Dans un contexte de changement global, la disparition des habitats neigeux pourrait provoquer une diminution importante des micro-organismes présents, réduisant leur biodiversité. Plusieurs études ont montré que certains des micro-organismes ont la capacité de dégrader des substances potentiellement dangereuses. On peut donc supposer que sans l'action atténuante du manteau neigeux et l'action de dégradation microbienne, nombreuses substances présentes dans l'atmosphère pourraient être dispersées directement dans les systèmes d'eau.
 
Le projet ABS (Atmospheric Biogenic Sugars) reçoit le soutien logistique du jardin du Lautaret. Voici les 5 hypothèses qui vont être vérifiées dans les 3 prochaines années, par la doctorante Francesca Shivalocchi :
 
  1. Les micro-organismes jouent un rôle important dans l'habitat neigeux
  2. Leur activité permet la dégradation de diverses substances, telles que les sucres (S), les alcools de sucre (SA) et les anhydro-sucres (AS), ainsi que d'autres substances transportées par les particules atmosphériques dans le manteau neigeux à travers les précipitations
  3. En décomposant les sucres, les micro-organismes peuvent modifier leur concentration en sucres à l'intérieur de la neige, altérant ainsi sa signature atmosphérique.

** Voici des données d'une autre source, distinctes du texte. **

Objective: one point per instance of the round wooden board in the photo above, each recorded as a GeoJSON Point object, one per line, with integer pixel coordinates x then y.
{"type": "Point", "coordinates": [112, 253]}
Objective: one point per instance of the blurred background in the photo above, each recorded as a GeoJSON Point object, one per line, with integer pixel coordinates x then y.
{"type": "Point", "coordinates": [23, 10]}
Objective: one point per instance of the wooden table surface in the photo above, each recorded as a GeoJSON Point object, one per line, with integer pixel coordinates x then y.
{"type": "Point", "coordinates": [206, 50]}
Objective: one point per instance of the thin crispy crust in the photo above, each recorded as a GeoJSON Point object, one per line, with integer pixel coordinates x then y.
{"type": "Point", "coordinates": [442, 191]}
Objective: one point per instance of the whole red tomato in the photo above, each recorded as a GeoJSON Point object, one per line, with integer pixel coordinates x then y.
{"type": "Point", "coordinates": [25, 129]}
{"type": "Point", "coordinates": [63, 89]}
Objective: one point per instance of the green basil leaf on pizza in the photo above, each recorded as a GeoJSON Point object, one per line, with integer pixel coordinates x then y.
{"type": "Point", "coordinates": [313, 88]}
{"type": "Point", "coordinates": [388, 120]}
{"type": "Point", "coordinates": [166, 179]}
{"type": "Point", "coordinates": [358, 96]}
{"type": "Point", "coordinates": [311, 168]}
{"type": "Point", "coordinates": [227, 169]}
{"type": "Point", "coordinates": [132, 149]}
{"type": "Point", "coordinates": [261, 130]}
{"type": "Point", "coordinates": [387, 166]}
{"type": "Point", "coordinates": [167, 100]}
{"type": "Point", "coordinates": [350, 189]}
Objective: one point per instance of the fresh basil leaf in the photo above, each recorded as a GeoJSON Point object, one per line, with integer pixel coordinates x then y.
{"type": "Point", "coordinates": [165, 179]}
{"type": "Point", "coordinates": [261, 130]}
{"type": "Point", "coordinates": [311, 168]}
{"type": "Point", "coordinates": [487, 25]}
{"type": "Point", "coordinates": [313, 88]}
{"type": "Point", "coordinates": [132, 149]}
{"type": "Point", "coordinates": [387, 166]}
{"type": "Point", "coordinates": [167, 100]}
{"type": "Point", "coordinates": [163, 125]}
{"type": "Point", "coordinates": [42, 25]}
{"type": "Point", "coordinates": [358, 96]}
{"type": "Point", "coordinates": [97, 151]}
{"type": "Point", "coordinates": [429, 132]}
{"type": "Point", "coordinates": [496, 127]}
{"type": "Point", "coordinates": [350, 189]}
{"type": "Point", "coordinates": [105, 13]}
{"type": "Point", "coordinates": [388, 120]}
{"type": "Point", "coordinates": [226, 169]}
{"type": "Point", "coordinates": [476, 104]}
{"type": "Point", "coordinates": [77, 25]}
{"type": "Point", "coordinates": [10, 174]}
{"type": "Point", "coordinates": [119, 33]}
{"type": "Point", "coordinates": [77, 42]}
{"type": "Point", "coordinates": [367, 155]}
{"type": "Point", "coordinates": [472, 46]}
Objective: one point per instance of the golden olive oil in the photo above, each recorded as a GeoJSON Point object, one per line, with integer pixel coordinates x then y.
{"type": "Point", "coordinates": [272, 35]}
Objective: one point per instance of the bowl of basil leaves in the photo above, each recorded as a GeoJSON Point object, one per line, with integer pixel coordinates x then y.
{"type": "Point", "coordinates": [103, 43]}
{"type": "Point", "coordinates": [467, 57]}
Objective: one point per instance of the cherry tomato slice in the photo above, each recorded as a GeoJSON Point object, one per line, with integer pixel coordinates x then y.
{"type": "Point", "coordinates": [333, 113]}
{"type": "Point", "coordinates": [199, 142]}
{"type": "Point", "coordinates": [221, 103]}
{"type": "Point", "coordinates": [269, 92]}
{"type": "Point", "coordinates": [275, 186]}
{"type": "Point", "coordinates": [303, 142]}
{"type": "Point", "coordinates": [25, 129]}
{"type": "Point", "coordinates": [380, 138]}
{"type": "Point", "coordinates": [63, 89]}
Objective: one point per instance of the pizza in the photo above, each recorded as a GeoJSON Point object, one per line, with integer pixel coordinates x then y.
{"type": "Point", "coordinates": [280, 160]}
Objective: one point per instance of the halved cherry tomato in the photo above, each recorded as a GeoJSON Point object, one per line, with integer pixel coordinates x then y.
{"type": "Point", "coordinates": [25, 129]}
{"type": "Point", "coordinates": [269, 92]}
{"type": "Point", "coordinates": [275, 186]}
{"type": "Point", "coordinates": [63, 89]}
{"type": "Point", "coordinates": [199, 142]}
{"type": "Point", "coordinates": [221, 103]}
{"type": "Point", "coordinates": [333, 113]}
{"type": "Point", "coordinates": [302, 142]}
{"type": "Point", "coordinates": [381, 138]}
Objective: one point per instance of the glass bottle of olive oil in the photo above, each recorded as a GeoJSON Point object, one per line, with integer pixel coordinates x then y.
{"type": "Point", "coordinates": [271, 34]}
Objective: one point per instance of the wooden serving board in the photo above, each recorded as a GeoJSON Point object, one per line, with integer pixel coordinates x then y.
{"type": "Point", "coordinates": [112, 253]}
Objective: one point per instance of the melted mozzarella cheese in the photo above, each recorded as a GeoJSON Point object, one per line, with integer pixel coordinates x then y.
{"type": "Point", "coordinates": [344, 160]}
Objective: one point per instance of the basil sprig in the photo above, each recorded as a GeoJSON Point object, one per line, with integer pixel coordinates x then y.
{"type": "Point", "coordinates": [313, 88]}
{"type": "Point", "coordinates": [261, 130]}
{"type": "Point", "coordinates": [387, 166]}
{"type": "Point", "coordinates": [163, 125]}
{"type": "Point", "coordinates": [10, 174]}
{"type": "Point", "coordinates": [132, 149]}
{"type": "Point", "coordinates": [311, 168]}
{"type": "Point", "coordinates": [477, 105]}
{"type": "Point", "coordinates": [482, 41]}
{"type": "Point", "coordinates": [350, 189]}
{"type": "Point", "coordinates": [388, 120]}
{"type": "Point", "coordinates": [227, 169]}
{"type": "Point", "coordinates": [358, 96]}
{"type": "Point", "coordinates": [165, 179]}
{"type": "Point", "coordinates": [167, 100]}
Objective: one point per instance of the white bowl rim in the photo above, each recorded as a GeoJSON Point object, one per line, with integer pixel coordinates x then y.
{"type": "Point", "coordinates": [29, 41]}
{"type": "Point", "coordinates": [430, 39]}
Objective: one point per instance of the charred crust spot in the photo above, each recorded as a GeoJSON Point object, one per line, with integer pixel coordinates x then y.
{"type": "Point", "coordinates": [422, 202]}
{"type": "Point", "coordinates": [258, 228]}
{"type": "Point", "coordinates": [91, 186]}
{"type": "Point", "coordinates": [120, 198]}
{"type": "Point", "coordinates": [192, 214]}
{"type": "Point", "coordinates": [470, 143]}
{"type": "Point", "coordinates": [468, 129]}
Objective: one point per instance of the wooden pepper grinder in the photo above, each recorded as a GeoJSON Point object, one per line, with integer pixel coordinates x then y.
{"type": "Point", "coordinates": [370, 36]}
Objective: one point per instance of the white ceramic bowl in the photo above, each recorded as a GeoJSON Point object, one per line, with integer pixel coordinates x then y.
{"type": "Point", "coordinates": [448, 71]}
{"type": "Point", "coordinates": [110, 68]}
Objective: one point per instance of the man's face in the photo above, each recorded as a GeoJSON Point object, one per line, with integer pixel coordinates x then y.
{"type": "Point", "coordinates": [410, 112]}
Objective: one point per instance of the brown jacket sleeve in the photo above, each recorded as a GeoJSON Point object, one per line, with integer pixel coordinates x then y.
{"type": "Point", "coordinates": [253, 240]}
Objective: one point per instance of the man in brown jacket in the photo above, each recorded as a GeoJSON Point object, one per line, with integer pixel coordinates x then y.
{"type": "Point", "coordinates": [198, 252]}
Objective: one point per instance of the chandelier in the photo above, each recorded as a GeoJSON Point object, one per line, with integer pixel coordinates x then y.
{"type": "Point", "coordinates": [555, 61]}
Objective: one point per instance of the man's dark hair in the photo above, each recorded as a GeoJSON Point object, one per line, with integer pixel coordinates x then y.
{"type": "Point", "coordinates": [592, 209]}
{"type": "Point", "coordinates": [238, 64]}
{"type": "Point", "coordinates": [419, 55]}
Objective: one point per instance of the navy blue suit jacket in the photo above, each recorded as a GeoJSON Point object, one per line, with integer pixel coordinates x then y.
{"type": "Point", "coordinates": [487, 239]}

  4. Il existe une différence entre les différentes couches du manteau neigeux, de la surface de la neige à la base "plus âgée", en termes de composition en sucres et microbiologiques.
  5. Les communautés microbiennes peuvent évoluer pendant la saison hivernale (de décembre à avril). À cause des changements de température, de la durée d'ensoleillement, des précipitations, du transport de substances, etc.

Au programme des recherches :

  • Réaliser plusieurs campagnes d'échantillonnage tout au long de la saison hivernale 2023 afin de suivre les dépôts et l'évolution de S, SA, AS et des micro-organismes
  • Quantifier les flux de S/SA et AS entre l'atmosphère et les dépôts de neige
  • Déterminer l'impact des activités métaboliques microbiennes du manteau neigeux sur les transformations et la production de S, SA, AS
  • Incubation de la neige collectée sur le terrain pour déterminer les transformations S/SA/AS à médiation microbienne.
Francesca Schivalocchi
Francesca Schivalocchi a fait des études universitaires principalement axées sur les sciences de l'environnement, en particulier les environnements froids. Elle effectue actuellement une thèse pour le compte de deux laboratoires de recherche. Le laboratoire environnements, dynamiques et territoires de montagne (Edytem), une unité de recherche de l'Université Savoie Mont Blanc (USMB) et du CNRS et le laboratoire Ampère, une unité de recherche de l'école centrale de Lyon (ECL) et du CNRS.